22) Le 7 octobre 2016, Mme A______ a transmis ses observations, par lesquelles, en substance, elle contestait les reproches formulés dans le rapport du 9 septembre 2016 en reprenant les arguments développés dans son opposition du 23 août 2016. Elle a annexé à son courrier deux certificats de travail établis respectivement le 30 juin 2014 et le 6 juillet 2015 par les directeurs de l’école de commerce Nicolas-Bouvier et du collège de la Golette, tous deux attestant de leur satisfaction dans les prestations de l’intéressée.

23) Par courrier du 15 novembre 2016, la commission des oppositions de l’IUFE a transmis un préavis négatif daté du 7 novembre 2016 sur l’opposition de Mme A______. Cette dernière bénéficiait d’un délai au 23 novembre 2016 pour faire part de ses observations à son propos, puis son dossier serait présenté le 24 novembre 2016 devant le comité de direction.

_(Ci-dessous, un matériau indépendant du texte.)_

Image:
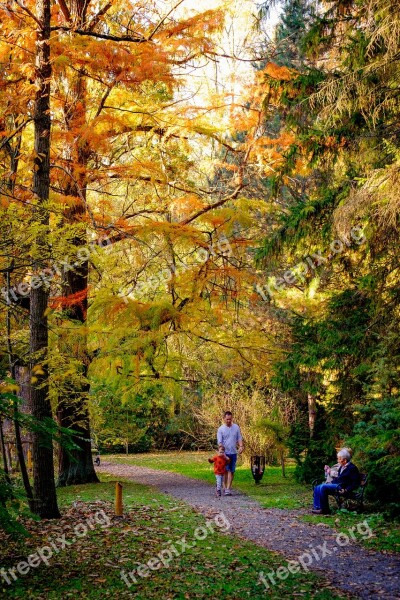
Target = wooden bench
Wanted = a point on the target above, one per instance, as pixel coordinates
(352, 500)
(355, 498)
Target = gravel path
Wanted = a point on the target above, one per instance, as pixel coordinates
(346, 564)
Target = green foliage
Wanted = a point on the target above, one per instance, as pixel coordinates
(376, 441)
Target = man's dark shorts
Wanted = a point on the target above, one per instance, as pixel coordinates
(231, 466)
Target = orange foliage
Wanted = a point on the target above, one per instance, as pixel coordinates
(278, 72)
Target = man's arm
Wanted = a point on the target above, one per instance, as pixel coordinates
(219, 437)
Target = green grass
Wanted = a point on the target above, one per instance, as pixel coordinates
(274, 491)
(220, 566)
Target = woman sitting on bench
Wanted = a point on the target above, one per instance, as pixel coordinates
(347, 479)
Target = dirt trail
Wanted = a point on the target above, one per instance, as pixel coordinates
(346, 564)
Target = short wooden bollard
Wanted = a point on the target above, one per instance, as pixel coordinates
(118, 500)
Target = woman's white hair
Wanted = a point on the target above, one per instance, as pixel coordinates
(344, 453)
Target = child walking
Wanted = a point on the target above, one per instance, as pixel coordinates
(220, 461)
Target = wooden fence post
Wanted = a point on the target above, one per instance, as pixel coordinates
(118, 500)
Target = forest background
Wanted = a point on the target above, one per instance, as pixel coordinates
(174, 243)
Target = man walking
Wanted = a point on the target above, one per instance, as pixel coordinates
(229, 436)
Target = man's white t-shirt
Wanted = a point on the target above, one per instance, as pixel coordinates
(229, 437)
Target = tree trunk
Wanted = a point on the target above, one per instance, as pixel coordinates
(3, 452)
(72, 411)
(45, 499)
(312, 412)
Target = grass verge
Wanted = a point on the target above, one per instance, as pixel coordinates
(91, 564)
(275, 491)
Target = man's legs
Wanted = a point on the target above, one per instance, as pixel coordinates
(228, 478)
(321, 493)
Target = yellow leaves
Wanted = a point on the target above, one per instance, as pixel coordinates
(8, 388)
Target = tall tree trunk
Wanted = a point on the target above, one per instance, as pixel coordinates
(3, 452)
(312, 412)
(18, 440)
(77, 467)
(45, 499)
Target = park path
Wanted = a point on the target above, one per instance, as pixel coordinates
(346, 564)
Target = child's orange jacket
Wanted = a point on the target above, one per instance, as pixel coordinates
(220, 463)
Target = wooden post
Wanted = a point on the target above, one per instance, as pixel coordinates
(118, 500)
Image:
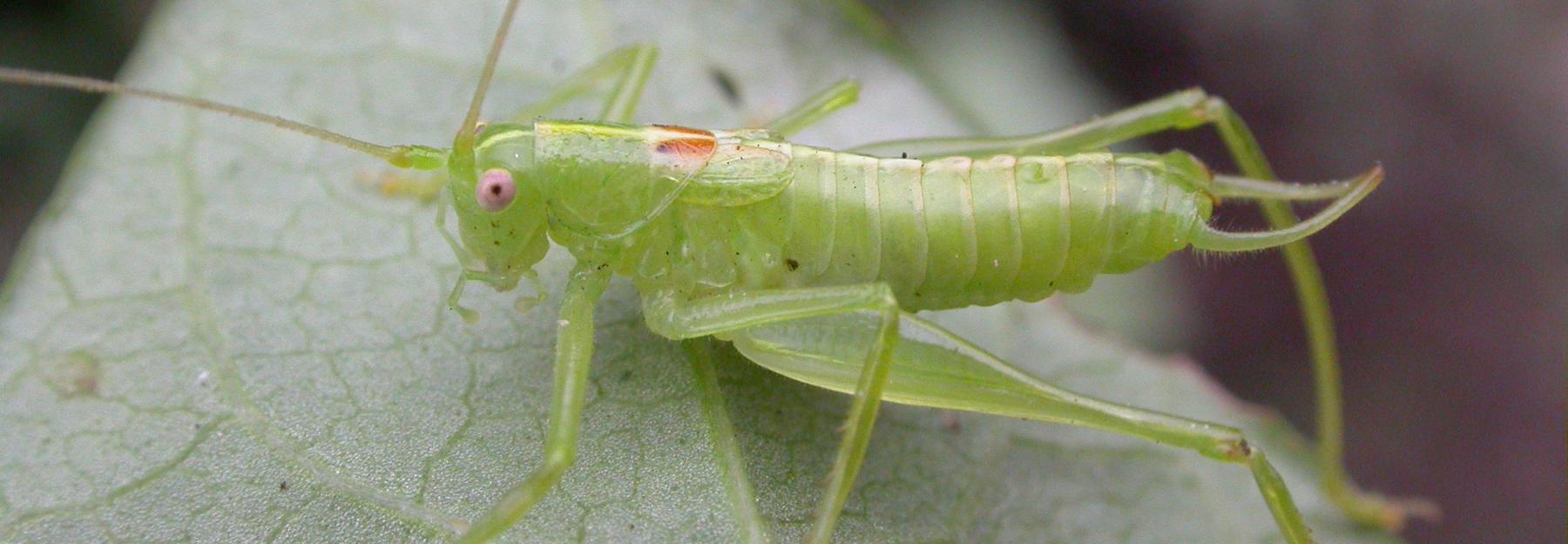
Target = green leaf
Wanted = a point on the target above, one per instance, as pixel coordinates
(215, 333)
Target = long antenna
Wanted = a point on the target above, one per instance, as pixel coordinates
(399, 155)
(463, 145)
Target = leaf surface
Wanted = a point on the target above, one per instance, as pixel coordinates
(217, 334)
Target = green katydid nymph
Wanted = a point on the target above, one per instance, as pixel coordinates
(813, 261)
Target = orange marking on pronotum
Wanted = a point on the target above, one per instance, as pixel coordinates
(682, 147)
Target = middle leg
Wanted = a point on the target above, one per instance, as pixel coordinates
(679, 317)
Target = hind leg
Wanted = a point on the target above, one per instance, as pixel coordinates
(1189, 110)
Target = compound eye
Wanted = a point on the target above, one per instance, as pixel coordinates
(496, 190)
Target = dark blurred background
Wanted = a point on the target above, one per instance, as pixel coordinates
(1450, 286)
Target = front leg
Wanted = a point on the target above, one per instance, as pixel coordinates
(679, 317)
(572, 357)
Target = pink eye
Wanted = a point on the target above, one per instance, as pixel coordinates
(496, 190)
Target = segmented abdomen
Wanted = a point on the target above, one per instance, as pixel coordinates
(956, 233)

24) Mme A______ ne s’est pas manifestée dans le délai imparti.

25) Par décision sur opposition du 12 décembre 2016, l’IUFE a confirmé l’élimination de Mme A______ de la MASE en anglais.

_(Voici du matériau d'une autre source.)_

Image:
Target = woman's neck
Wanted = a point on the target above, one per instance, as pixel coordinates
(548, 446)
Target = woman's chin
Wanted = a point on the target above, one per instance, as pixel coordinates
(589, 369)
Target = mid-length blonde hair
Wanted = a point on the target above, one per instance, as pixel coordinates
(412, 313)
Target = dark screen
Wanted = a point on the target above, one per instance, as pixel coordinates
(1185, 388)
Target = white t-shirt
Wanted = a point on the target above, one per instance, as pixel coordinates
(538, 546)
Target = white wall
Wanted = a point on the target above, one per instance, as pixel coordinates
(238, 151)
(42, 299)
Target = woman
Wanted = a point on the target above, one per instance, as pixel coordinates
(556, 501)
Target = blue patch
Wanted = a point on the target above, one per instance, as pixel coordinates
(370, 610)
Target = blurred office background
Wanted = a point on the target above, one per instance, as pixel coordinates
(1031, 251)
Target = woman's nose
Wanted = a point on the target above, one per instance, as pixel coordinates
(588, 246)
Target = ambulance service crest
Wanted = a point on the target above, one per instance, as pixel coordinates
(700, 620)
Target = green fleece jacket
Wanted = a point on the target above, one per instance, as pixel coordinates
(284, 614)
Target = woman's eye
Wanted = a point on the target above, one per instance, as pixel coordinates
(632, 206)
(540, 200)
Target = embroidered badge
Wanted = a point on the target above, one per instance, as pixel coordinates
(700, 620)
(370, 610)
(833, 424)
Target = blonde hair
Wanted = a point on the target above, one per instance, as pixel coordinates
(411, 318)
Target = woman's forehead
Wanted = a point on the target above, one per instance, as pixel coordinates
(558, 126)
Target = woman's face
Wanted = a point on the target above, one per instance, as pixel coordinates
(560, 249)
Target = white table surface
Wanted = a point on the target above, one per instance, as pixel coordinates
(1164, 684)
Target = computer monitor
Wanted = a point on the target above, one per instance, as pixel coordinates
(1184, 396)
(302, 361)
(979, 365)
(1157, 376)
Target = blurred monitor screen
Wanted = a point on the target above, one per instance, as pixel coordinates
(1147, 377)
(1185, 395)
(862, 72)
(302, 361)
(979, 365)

La période d’évaluation était restée identique pour tous les étudiants soumis au dispositif transitoire, seules les séances tripartites avaient été décalées aux mois de février et mars 2016, alors que les autres étudiants avaient été soumis à l’évaluation du jury en décembre 2015. Mme A______ avait donc bénéficié d’un nombre de visites conforme aux modalités d’évaluation, les pièces de son dossier montrant qu’elle avait bénéficié d’un encadrement particulièrement consistant, allant même au-delà de ce qui était requis par le plan de stage. Les objectifs fixés pour le deuxième semestre avaient été explicités à tous les étudiants en début d’année dans le cadre des ateliers de didactique, sur la base de principes inscrits dans le guide de l’étudiant disponible en ligne. L’intéressée avait précisé dans différents courriels avoir compris les objectifs à améliorer à court et moyen terme figurant dans le document établi à la suite de la séance tripartite du 25 février 2016. Aucun élément ne montrait qu’elle aurait eu une charge de travail supérieure aux autres étudiants de sa volée. Sur le fond, elle avait rencontré de nombreuses et récurrentes difficultés qui ne lui avaient pas permis de valider son stage, et qui avaient trait notamment à la planification des cours, à la compréhension des objectifs d’apprentissage, à son incapacité à s’organiser, à travailler de manière autonome et à intégrer les concepts fondamentaux travaillés en ateliers. Mme A______ n’évoquait aucun motif de nature à admettre la possibilité de circonstances exceptionnelles qui auraient ouvert la voie à une ultime tentative à titre dérogatoire, les problèmes familiaux ne s’inscrivant pas dans ce cadre.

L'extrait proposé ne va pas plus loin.